The School of Public Health and Tropical Medicine will use $15 million from BP PLC's settlement of class-action medical claims to set up a network of environmental health experts to help primary care doctors in Louisiana, Mississippi, Alabama and Florida.

The Baton Rouge Area Foundation awarded Dr. Maureen Lichtveld $3.7 million for a separate three-year project to learn how much seafood Louisiana residents eat and to examine typical environmental hazards that can affect seafood so additional risks for consumers can be accurately assessed if there's another environmental disaster.

The environmental health network isn't the only aspect of the five-year multistate program, including training health workers in environmental health and disaster preparedness, Lichtveld said.

"I'm especially excited by another component — to integrate environmental health as a science in all science curricula in selected public high schools in the four-state area," she said. "So we will begin early to develop that pipeline of community leaders who know about environmental health and are eager to ask environmental health questions."

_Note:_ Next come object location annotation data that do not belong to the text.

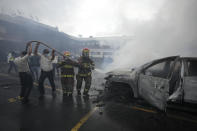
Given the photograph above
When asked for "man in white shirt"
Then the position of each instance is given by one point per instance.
(46, 69)
(24, 73)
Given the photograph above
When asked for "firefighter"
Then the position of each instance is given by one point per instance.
(11, 62)
(67, 74)
(86, 65)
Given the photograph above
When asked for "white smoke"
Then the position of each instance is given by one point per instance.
(173, 31)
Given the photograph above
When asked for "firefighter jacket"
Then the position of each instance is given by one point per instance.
(86, 65)
(67, 67)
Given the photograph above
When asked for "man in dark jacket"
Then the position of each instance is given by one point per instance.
(67, 74)
(86, 65)
(24, 73)
(34, 64)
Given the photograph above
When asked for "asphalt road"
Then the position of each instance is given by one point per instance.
(78, 113)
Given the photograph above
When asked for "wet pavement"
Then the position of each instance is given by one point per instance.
(78, 113)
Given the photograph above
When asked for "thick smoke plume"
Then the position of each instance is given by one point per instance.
(173, 31)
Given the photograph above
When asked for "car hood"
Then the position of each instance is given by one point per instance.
(120, 72)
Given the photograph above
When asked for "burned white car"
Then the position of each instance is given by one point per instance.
(167, 80)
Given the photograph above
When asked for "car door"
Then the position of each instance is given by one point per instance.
(190, 80)
(154, 82)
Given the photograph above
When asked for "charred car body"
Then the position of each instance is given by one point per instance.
(167, 80)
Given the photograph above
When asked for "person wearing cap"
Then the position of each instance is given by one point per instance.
(86, 65)
(67, 74)
(46, 69)
(26, 79)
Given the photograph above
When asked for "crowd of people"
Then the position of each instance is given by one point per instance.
(35, 66)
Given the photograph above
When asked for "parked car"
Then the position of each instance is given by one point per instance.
(172, 79)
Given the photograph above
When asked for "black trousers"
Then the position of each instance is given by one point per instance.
(43, 76)
(26, 84)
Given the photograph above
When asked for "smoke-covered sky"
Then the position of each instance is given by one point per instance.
(159, 27)
(85, 17)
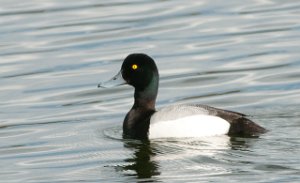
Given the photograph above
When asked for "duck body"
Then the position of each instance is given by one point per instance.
(144, 122)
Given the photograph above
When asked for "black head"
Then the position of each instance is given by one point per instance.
(139, 70)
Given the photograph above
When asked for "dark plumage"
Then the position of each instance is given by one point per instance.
(140, 71)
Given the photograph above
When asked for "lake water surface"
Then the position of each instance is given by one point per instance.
(57, 126)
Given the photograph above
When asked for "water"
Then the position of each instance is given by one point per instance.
(56, 126)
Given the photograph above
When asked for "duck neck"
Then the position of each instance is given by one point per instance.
(146, 97)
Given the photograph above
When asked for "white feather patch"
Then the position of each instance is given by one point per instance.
(200, 125)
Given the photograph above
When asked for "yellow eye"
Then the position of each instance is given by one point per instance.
(134, 66)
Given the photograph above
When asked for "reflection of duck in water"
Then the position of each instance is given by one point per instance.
(142, 162)
(143, 121)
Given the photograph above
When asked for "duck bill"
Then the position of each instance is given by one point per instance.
(115, 81)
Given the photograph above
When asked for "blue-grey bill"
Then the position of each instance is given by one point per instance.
(115, 81)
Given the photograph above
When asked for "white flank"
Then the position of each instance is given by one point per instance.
(201, 125)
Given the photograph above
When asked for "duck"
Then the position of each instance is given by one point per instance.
(143, 121)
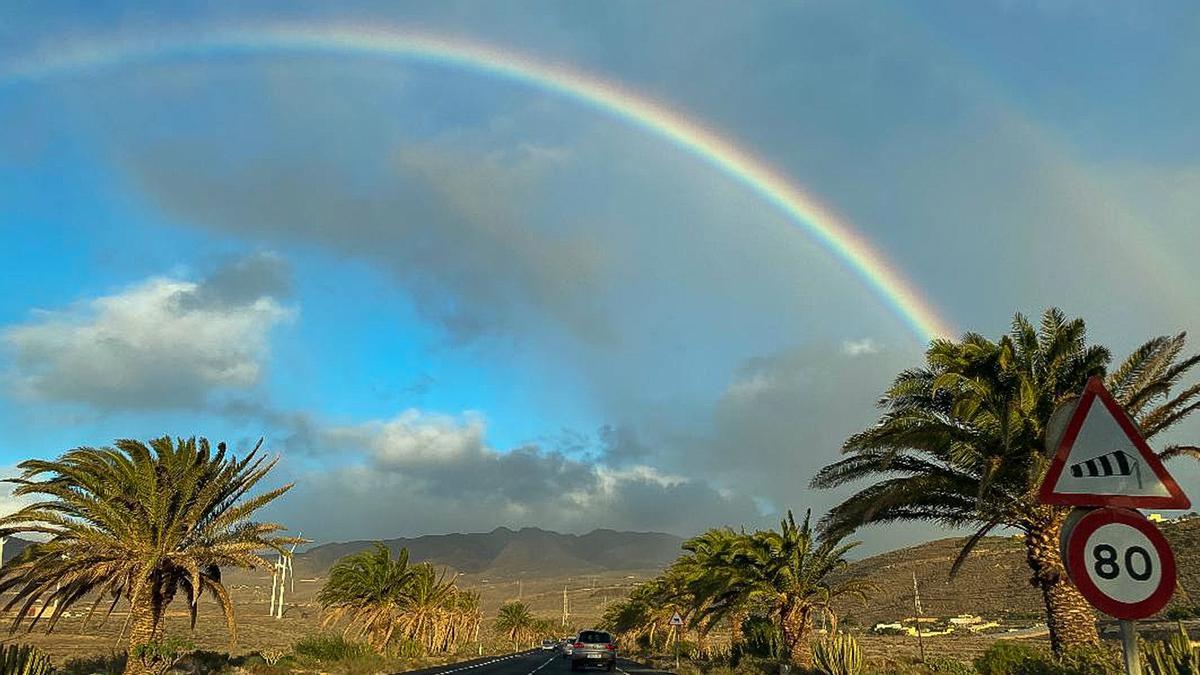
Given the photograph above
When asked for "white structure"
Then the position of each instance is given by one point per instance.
(280, 578)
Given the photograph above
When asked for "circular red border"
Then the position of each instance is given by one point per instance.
(1078, 571)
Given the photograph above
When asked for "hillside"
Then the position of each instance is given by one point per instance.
(505, 553)
(994, 581)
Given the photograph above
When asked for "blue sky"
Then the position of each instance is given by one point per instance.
(451, 302)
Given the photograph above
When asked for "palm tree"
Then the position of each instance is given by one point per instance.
(365, 589)
(383, 599)
(709, 574)
(141, 523)
(427, 608)
(795, 575)
(516, 622)
(963, 442)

Lichtveld said that will include an annual summer institute for science teachers and research by high school students.

"We're building this capacity at every level, from high school level to graduate level," she said.

The three-year look at seafood consumption will drill down to the community level in selected areas across the Louisiana coast, and look at how much of what different sorts of seafood people eat.

"What we'd like to know for the parishes that are involved, and the people — fisherfolk, people in New Orleans or in bayou parishes — is what it is they really eat. Not only how much, but what. What kind of seafood they eat; how much of it they eat. What we currently know about the contamination in the seafood," Lichtveld said.

Each community has different dietary patterns, she said: "It's critical to understand the potential for exposure — or if there is no exposure."

The BP-leased rig Deepwater Horizon exploded on the night of April 20, 2012, killing 11 workers and setting off the nation's worst offshore oil disaster.